Partendo dall’analisi degli studi eseguiti da biomeccanici e posturologi,

specializzati sul corretto posizionamento dei ciclisti agonisti ed amatori sulla

bicicletta (chiamato anche “fitting”), che hanno come scopo quello di ottenere

l’espressione della massima potenza e la riduzione del rischio di sviluppare

patologie da sovraccarico o “overuse”, si è cercato di capire quale parametro

sul settaggio avesse un’incidenza significativa in ambito riabilitativo, oltre

alla già ben nota regolazione dell’altezza del sella.

Questo studio si è posto come obbiettivo di verificare cinematicamente ed

elettromiograficamente l’incidenza di una pedalata “posteriorizzata” su di un

prototipo di bicicletta chiamato “Osteobike”, rispetto alle normali cyclette in

commercio o rispetto a qualsiasi altra tipologia di bicicletta.

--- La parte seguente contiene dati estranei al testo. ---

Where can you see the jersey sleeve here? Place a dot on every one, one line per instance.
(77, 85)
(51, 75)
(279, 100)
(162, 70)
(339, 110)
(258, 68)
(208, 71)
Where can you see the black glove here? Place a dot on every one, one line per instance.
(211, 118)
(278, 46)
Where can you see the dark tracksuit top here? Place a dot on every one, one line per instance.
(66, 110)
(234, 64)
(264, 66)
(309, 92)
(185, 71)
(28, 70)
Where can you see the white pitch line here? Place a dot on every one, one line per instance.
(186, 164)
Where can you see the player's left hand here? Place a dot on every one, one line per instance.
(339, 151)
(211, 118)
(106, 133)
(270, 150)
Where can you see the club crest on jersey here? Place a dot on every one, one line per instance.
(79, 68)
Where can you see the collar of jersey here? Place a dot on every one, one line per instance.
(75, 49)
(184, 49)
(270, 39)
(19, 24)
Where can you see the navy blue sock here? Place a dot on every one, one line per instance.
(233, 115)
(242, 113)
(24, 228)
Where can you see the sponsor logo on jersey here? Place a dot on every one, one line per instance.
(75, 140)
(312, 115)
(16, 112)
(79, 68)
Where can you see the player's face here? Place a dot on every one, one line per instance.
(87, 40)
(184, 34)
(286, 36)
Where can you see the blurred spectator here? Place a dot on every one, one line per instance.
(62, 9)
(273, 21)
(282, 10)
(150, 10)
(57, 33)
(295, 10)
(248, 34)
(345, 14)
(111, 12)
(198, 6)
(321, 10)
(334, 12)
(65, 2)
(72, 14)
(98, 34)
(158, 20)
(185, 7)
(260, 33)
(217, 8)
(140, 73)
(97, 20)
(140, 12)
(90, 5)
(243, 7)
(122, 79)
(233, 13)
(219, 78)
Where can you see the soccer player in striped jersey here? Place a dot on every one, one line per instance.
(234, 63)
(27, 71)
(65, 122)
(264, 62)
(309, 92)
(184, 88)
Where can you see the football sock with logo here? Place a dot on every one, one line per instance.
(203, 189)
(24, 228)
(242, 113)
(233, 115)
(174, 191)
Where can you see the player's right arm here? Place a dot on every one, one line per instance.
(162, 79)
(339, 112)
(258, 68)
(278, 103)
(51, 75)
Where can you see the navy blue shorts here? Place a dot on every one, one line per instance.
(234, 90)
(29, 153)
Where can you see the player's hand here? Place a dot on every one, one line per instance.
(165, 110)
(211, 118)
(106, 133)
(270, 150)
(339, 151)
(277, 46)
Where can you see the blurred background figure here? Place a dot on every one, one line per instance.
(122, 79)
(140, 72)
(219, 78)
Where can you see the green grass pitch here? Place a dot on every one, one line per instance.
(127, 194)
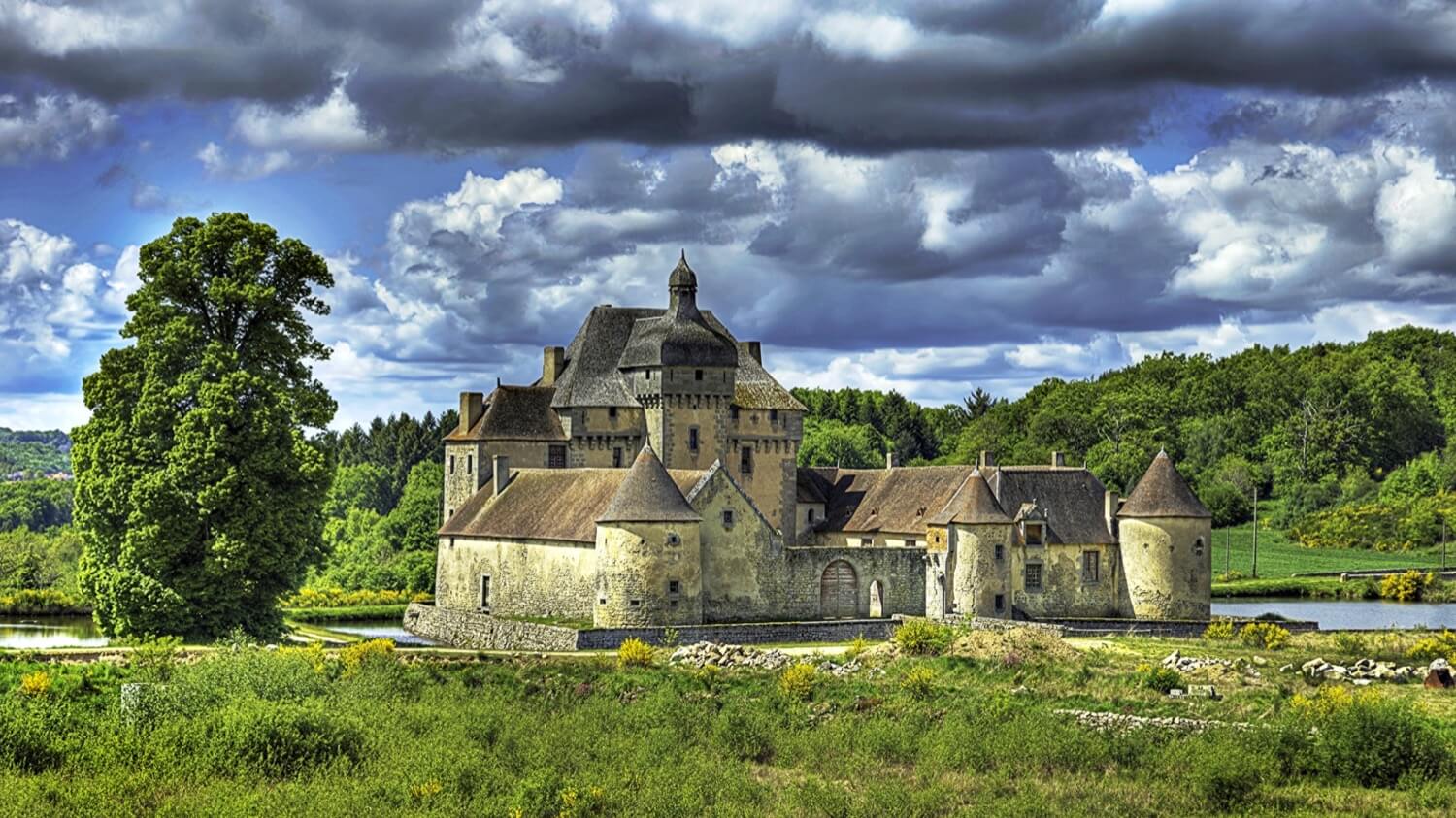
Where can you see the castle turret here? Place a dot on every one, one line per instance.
(1165, 536)
(973, 576)
(648, 552)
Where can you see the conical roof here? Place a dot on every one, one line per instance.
(973, 503)
(648, 495)
(1162, 492)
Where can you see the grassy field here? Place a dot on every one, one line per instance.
(364, 731)
(1280, 556)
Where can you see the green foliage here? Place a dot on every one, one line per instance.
(1264, 635)
(197, 491)
(35, 504)
(923, 638)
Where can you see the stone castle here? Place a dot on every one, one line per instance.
(648, 477)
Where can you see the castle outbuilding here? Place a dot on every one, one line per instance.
(648, 479)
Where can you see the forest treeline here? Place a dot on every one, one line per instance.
(1348, 439)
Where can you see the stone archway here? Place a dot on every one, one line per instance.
(838, 591)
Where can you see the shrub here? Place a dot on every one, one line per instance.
(1220, 631)
(35, 684)
(1406, 587)
(923, 638)
(798, 681)
(1435, 646)
(635, 654)
(361, 652)
(1264, 635)
(1369, 739)
(919, 683)
(281, 739)
(1158, 677)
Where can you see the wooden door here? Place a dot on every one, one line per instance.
(838, 591)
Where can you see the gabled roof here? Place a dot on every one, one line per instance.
(1071, 498)
(973, 504)
(549, 504)
(515, 412)
(648, 495)
(1162, 492)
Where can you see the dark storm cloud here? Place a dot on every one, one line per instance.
(448, 75)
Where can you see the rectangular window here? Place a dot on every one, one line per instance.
(1033, 533)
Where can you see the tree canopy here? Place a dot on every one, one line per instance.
(198, 488)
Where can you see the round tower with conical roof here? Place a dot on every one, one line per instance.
(1165, 536)
(648, 552)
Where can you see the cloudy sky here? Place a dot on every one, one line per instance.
(925, 195)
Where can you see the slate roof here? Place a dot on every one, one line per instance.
(973, 503)
(648, 495)
(515, 412)
(591, 376)
(1162, 492)
(894, 501)
(1071, 498)
(549, 504)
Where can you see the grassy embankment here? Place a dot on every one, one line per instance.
(361, 733)
(1280, 558)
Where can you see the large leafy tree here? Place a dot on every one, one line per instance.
(198, 491)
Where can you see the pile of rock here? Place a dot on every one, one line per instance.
(1121, 722)
(702, 654)
(1365, 671)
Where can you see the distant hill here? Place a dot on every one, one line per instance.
(35, 453)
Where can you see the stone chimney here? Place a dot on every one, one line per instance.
(553, 361)
(501, 472)
(472, 405)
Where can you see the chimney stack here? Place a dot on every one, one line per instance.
(553, 361)
(501, 472)
(1109, 506)
(472, 405)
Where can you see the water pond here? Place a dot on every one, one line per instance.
(1342, 614)
(35, 634)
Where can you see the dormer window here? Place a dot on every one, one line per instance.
(1033, 533)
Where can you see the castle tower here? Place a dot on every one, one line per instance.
(1165, 536)
(648, 552)
(681, 370)
(973, 576)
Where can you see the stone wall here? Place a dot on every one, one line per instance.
(480, 632)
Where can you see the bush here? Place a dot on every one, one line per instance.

A questo scopo, sono state eseguite numerose prove su di un campione di

persone di entrambi i sessi, molto vario per età, altezza e condizioni di

allenamento. Le prove eseguite nell’arco di sei mesi presso il laboratorio di

Fisiologia dell’Università Insubria di Varese e presso la palestra di

riabilitazione dell’Asl1 di Bussana di Sanremo.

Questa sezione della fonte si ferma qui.